[<prev] [next>] [<thread-prev] [thread-next>] [day] [month] [year] [list]
Message-ID: <20260128154155.32143-9-fw@strlen.de>
Date: Wed, 28 Jan 2026 16:41:54 +0100
From: Florian Westphal <fw@...len.de>
To: <netdev@...r.kernel.org>
Cc: Paolo Abeni <pabeni@...hat.com>,
"David S. Miller" <davem@...emloft.net>,
Eric Dumazet <edumazet@...gle.com>,
Jakub Kicinski <kuba@...nel.org>,
<netfilter-devel@...r.kernel.org>,
pablo@...filter.org
Subject: [PATCH net-next 8/9] netfilter: nfnetlink_queue: do shared-unconfirmed check before segmentation
Ulrich reports a regression with nfqueue:
If an application did not set the 'F_GSO' capability flag and a gso
packet with an unconfirmed nf_conn entry is received all packets are
now dropped instead of queued, because the check happens after
skb_gso_segment(). In that case, we did have exclusive ownership
of the skb and its associated conntrack entry. The elevated use
count is due to skb_clone happening via skb_gso_segment().
Move the check so that its peformed vs. the aggregated packet.
Then, annotate the individual segments except the first one so we
can do a 2nd check at reinject time.
For the normal case, where userspace does in-order reinjects, this avoids
packet drops: first reinjected segment continues traversal and confirms
entry, remaining segments observe the confirmed entry.
While at it, simplify nf_ct_drop_unconfirmed(): We only care about
unconfirmed entries with a refcnt > 1, there is no need to special-case
dying entries.
This only happens with UDP. With TCP, the only unconfirmed packet will
be the TCP SYN, those aren't aggregated by GRO.

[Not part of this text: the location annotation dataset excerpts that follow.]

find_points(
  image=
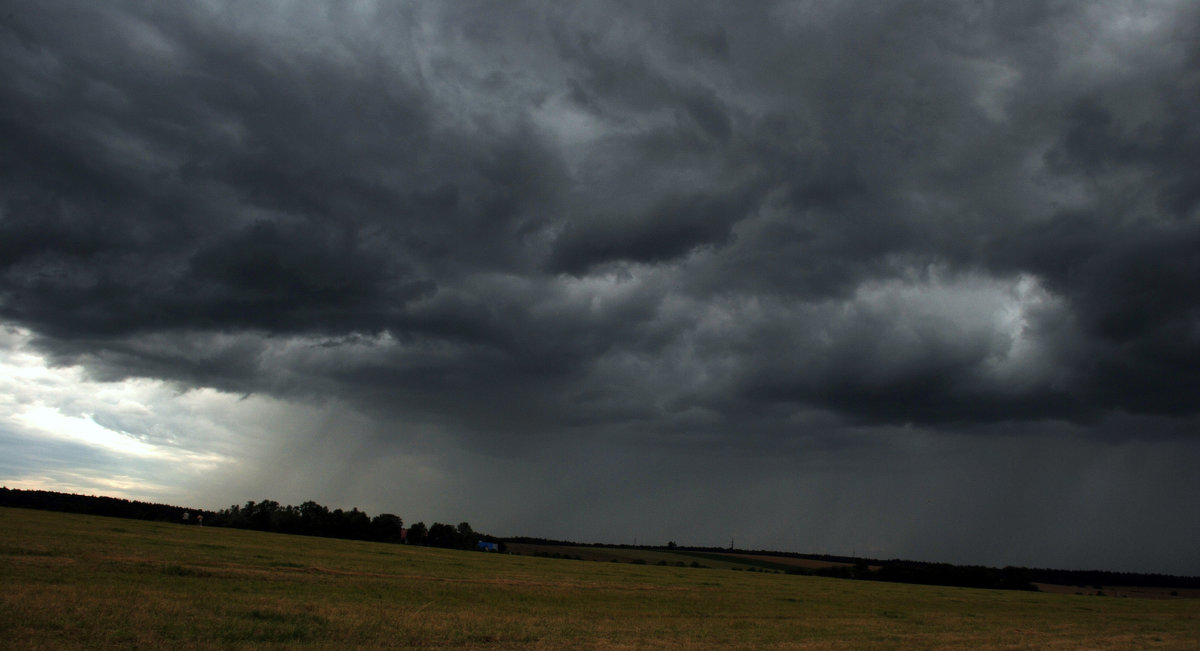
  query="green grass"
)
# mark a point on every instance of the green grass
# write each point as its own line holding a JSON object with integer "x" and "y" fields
{"x": 84, "y": 581}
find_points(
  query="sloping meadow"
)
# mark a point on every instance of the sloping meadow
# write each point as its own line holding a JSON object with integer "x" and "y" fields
{"x": 87, "y": 581}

Next patch adds a udpgro test case to cover this scenario.
Reported-by: Ulrich Weber <ulrich.weber@...il.com>
Fixes: 7d8dc1c7be8d ("netfilter: nf_queue: drop packets with cloned unconfirmed conntracks")
Signed-off-by: Florian Westphal <fw@...len.de>
---
include/net/netfilter/nf_queue.h | 1 +
net/netfilter/nfnetlink_queue.c | 119 ++++++++++++++++++-------------
2 files changed, 69 insertions(+), 51 deletions(-)
diff --git a/include/net/netfilter/nf_queue.h b/include/net/netfilter/nf_queue.h
index e6803831d6af..70dac4ab2f35 100644
--- a/include/net/netfilter/nf_queue.h
+++ b/include/net/netfilter/nf_queue.h
@@ -21,6 +21,7 @@ struct nf_queue_entry {
struct net_device *physout;
#endif
struct nf_hook_state state;
+ bool nf_ct_was_unconfirmed;
u16 size; /* sizeof(entry) + saved route keys */
u16 queue_num;
diff --git a/net/netfilter/nfnetlink_queue.c b/net/netfilter/nfnetlink_queue.c
index 671b52c652ef..930b0e534d1e 100644
--- a/net/netfilter/nfnetlink_queue.c
+++ b/net/netfilter/nfnetlink_queue.c
@@ -435,6 +435,33 @@ static void nf_reinject(struct nf_queue_entry *entry, unsigned int verdict)
nf_queue_entry_free(entry);
}
+/* return true if the entry has an unconfirmed conntrack attached that isn't owned by us
+ * exclusively.
+ */
+static bool nf_ct_drop_unconfirmed(const struct nf_queue_entry *entry, bool *is_unconfirmed)
+{
+#if IS_ENABLED(CONFIG_NF_CONNTRACK)
+ struct nf_conn *ct = (void *)skb_nfct(entry->skb);
+
+ if (!ct || nf_ct_is_confirmed(ct))
+ return false;
+
+ *is_unconfirmed = true;
+
+ /* in some cases skb_clone() can occur after initial conntrack
+ * pickup, but conntrack assumes exclusive skb->_nfct ownership for
+ * unconfirmed entries.
+ *
+ * This happens for br_netfilter and with ip multicast routing.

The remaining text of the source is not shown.